Show that $\|fu\|_{W^1}\leq C\|f\|_{C^1}\|u\|_{W^1}$ Let $W^{1}(\Omega):=\{u\in L^{2}(\Omega): \partial^{\alpha}u\in L^{2}(\Omega), \forall \alpha\in\mathbb{N}\cup\{0\}\mbox{ with } |\alpha|\leq1\}$ with norm, $$\|u\|^{2}_{W^{1}(\Omega)} = \sum_{|\alpha|\leq1}{\|\partial^{\alpha}u\|^{2}_{L^{2}(\Omega)}}$$
If $f\in C^{1}(\Omega)$ such that $\|f\|_{C^1}=\displaystyle\max_{\alpha\in\{0,1\}}\sup_{x\in\Omega}{|\partial^{\alpha}f|}<\infty$ and for any $u\in W^{1}(\Omega)$ (i.e, $u\in L^{2}(\Omega)$ and $\partial^{\alpha}u\in L^{2}(\Omega)$ for $\alpha\in\{0,1\}$), then $fu\in W^{1}(\Omega)$ and $$\|fu\|_{W^1}\leq C\|f\|_{C^1}\|u\|_{W^1}$$
My approach: If I want to prove that $fu\in W^{1}(\Omega)$, then I need to prove that $fu\in L^{2}(\Omega)$ such that $\partial^{\alpha}fu\in L^{2}(\Omega)$. So, we know that the sum of two functions in $L^2$ is in $L^2$, then $$\int_{\Omega}{|\partial^{\alpha}f|^{2}d\mu}\leq\sup_{\alpha\in\{0,1\}}{|\partial^{\alpha}f|^{2}}\int_{\Omega}d\mu=\|f\|_{C^1(\Omega)}\mu(\Omega)<\infty$$
But I don't know if the measure of the set $\Omega\subset\mathbb{R}^n$ is finite.
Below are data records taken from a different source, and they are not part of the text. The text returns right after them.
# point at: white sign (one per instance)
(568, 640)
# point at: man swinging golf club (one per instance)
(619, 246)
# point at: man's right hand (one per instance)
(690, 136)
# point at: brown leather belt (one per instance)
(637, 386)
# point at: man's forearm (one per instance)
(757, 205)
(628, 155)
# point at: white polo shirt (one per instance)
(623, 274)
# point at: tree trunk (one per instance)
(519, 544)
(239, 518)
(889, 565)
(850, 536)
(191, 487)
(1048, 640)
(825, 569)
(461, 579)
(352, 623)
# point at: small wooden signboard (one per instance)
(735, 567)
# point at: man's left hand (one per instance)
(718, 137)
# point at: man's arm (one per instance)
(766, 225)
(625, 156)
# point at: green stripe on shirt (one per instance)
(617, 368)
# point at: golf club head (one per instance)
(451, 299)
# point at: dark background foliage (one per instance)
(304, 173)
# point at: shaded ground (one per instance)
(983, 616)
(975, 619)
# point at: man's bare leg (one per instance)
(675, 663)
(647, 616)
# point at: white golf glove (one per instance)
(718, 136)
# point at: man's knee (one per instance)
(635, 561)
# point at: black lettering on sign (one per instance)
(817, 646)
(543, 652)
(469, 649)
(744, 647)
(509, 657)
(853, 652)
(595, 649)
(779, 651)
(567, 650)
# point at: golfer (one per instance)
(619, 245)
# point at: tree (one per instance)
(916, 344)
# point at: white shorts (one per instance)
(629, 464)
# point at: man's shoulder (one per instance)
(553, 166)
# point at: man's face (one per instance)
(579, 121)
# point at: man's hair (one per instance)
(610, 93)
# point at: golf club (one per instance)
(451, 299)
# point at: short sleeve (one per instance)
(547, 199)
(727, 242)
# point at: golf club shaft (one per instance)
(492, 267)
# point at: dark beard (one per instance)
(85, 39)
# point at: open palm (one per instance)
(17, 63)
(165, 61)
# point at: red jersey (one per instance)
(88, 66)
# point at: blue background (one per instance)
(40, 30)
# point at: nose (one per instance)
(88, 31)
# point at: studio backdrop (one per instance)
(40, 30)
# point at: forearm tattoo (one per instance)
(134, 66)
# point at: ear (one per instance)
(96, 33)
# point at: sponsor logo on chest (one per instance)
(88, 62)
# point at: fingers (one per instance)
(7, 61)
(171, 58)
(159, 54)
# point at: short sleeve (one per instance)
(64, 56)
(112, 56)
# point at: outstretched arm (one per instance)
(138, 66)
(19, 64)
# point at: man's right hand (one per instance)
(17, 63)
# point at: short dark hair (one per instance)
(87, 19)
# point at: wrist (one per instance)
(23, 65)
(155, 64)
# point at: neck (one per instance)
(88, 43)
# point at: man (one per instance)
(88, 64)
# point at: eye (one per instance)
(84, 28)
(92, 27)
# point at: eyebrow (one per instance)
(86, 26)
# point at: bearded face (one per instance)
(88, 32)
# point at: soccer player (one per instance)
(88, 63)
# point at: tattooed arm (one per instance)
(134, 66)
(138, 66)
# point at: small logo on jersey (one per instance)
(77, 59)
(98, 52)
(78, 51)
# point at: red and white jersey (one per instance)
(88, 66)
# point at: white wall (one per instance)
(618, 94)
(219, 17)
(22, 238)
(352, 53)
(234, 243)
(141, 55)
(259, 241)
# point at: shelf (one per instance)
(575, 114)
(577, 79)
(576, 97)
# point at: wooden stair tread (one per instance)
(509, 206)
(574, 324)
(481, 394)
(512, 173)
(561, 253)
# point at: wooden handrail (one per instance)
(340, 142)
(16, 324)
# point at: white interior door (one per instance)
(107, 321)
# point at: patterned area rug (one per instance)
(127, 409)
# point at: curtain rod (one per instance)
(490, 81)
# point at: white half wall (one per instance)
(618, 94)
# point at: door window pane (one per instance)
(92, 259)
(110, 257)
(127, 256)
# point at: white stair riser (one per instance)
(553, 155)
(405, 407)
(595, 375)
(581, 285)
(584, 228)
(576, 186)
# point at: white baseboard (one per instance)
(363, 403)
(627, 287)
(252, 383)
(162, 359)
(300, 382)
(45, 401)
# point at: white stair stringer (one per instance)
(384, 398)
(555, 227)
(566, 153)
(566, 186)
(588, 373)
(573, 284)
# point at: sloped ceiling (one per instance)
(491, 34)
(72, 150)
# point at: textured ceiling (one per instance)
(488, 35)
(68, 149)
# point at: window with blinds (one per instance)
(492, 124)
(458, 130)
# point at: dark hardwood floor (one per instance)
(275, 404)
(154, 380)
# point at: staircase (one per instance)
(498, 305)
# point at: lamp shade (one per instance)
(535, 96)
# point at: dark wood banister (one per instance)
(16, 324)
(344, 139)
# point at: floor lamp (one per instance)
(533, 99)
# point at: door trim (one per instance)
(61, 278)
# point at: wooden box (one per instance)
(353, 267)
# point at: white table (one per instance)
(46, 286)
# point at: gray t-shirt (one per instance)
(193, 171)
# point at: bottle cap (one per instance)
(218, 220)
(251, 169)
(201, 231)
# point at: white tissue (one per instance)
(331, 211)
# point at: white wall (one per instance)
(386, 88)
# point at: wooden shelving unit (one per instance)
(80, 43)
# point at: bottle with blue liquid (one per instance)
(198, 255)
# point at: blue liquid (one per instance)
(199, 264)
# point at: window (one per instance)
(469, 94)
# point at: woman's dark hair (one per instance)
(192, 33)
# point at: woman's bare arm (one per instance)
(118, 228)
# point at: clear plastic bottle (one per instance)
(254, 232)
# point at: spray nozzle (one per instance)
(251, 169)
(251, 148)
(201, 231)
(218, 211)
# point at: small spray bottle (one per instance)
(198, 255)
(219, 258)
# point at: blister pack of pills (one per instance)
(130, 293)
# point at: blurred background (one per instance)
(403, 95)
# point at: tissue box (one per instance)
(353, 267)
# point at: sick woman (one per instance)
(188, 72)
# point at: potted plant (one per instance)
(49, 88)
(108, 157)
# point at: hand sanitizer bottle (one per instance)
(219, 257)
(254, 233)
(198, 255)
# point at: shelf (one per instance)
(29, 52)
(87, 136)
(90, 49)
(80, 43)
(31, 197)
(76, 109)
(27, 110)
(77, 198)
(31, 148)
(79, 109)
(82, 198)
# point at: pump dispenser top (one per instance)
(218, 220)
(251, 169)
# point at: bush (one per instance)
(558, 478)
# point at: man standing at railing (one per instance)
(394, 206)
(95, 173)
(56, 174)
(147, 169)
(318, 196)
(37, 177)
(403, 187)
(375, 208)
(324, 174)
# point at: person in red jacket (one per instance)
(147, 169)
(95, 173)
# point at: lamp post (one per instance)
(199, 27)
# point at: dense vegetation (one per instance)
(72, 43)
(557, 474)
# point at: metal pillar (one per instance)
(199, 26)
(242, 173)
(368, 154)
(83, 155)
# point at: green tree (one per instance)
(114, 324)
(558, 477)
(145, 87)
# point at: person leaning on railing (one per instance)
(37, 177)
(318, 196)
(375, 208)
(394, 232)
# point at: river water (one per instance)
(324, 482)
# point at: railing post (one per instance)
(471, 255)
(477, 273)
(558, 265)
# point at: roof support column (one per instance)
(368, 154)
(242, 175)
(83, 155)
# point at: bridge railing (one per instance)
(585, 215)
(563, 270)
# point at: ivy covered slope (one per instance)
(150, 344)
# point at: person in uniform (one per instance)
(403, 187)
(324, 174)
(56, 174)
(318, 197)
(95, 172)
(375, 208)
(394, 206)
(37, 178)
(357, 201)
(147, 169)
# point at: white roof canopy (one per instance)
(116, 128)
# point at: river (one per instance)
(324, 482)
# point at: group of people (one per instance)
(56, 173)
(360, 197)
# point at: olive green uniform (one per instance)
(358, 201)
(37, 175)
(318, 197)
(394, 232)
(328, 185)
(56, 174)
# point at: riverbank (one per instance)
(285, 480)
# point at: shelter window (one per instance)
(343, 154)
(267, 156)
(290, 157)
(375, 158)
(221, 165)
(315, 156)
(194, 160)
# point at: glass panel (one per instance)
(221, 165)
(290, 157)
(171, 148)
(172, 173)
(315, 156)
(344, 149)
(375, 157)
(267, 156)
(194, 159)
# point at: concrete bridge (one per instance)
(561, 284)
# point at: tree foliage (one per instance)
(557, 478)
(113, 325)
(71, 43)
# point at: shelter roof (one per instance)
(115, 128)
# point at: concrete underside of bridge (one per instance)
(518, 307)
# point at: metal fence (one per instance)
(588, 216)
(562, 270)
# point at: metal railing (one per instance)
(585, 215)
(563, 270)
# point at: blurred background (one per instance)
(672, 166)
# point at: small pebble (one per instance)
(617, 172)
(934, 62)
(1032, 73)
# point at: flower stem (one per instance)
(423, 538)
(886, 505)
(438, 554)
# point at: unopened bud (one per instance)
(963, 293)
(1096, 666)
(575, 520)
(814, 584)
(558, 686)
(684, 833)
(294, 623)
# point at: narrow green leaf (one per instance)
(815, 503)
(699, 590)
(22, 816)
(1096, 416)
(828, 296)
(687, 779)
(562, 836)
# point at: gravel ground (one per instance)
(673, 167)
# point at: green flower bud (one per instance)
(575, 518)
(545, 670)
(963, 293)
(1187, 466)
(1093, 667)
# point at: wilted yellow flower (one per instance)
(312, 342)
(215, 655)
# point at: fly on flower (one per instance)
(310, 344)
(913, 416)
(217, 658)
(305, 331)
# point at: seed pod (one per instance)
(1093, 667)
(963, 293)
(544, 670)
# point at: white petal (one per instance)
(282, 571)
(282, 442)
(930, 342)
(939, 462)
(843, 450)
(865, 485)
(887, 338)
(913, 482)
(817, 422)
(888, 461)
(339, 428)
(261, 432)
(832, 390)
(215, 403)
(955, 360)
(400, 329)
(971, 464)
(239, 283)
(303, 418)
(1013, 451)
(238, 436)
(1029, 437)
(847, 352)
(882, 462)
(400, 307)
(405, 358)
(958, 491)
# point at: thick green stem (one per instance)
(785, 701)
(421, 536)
If the above is true, with $\partial^{\alpha}u\in L^{2}$ it follows that $\partial^{\alpha}(fu)=f\partial u+u\partial f\in L^{2}(\Omega)$ but I also don't know if the function $f$ is in $L^2(\Omega)$. So, 
$$\|\partial^{\alpha}(fu)\|^{2}_{W^1}\leq\|f\partial u\|^{2}_{W^1}+\|u\partial f\|^{2}_{W^1}$$
 A: By definition, $$\|fu\|_{W^1}=\|fu\|_{L^2}+\sum\limits_{|\alpha|=1}\|\partial^\alpha (fu)\|_{L^2}.$$ Now, note that $$\|fu\|_{L^2}^2=\int |fu|^2\, dx\leq \|f\|_\infty^2\|u\|_{L^2}^2,$$ so that $$\|fu\|_{L^2}\leq \|f\|_\infty\|u\|_{L^2}\leq\|f\|_{C^1}\|u\|_{L^2}.$$ Now, just do the same for the $\sum\limits_{|\alpha|=1}\|\partial^\alpha (fu)\|_{L^2}$ part. Each term in the sum contributes two pieces (due to the product rule), and these pieces are split into two cases (again, by the product rule): 
($1$) a derivative lands on $f$: Then, you sup out a derivative of $f$, so the term is bounded by $\|f\|_{C^1}\|u\|_{L^2}$
($2$) a derivative lands of $u$: Then, you sup out $f$, so the term is bounded by $\|f\|_{C^1}\|u\|_{W^1}$. 
Finally, you just combine everything together.
To illustrate the described process, one bounds a term in the sum as \begin{align*}
\|\partial_j (fu)\|_{L^2}&=\|u\partial_jf+f\partial_j u\|_{L^2}\leq \|u\partial_jf\|_{L^2}+\|f\partial_j u\|_{L^2}\\
&\leq \|\partial_j f\|_\infty \|u\|_{L^2}+\|f\|_{\infty}\|\partial_j u\|_{L^2}\\
&\leq \|f\|_{C^1}\|u\|_{L^2}+\|f\|_{C^1}\|u\|_{W^1}\\
&\leq 2\|f\|_{C^1}\|u\|_{W^1}
\end{align*}
A: For simplicity, assume $n=1$. Then we see that
\begin{align}
\|fu\|_{W^1}^2 =& \|fu\|_{L^2(\Omega)}^2+\|\nabla(fu)\|^2_{L^2(\Omega)}\\
\lesssim &\  \|fu\|_{L^2(\Omega)}^2+\|\nabla f\cdot u\|^2_{L^2(\Omega)}+\|f\cdot \nabla u\|^2_{L^2(\Omega)}\\
\le&\ \|f\|_{L^\infty(\Omega)}^2\|u\|_{L^2(\Omega)}^2+ \|\nabla f\|_{L^\infty(\Omega)}^2\|u\|^2_{L^2(\Omega)}+\|f\|_{L^\infty(\Omega)}^2\|\nabla u\|^2_{L^2(\Omega)}\\
\le&\ \|f\|_{C^1}^2\|u\|_{W^1}^2.
\end{align}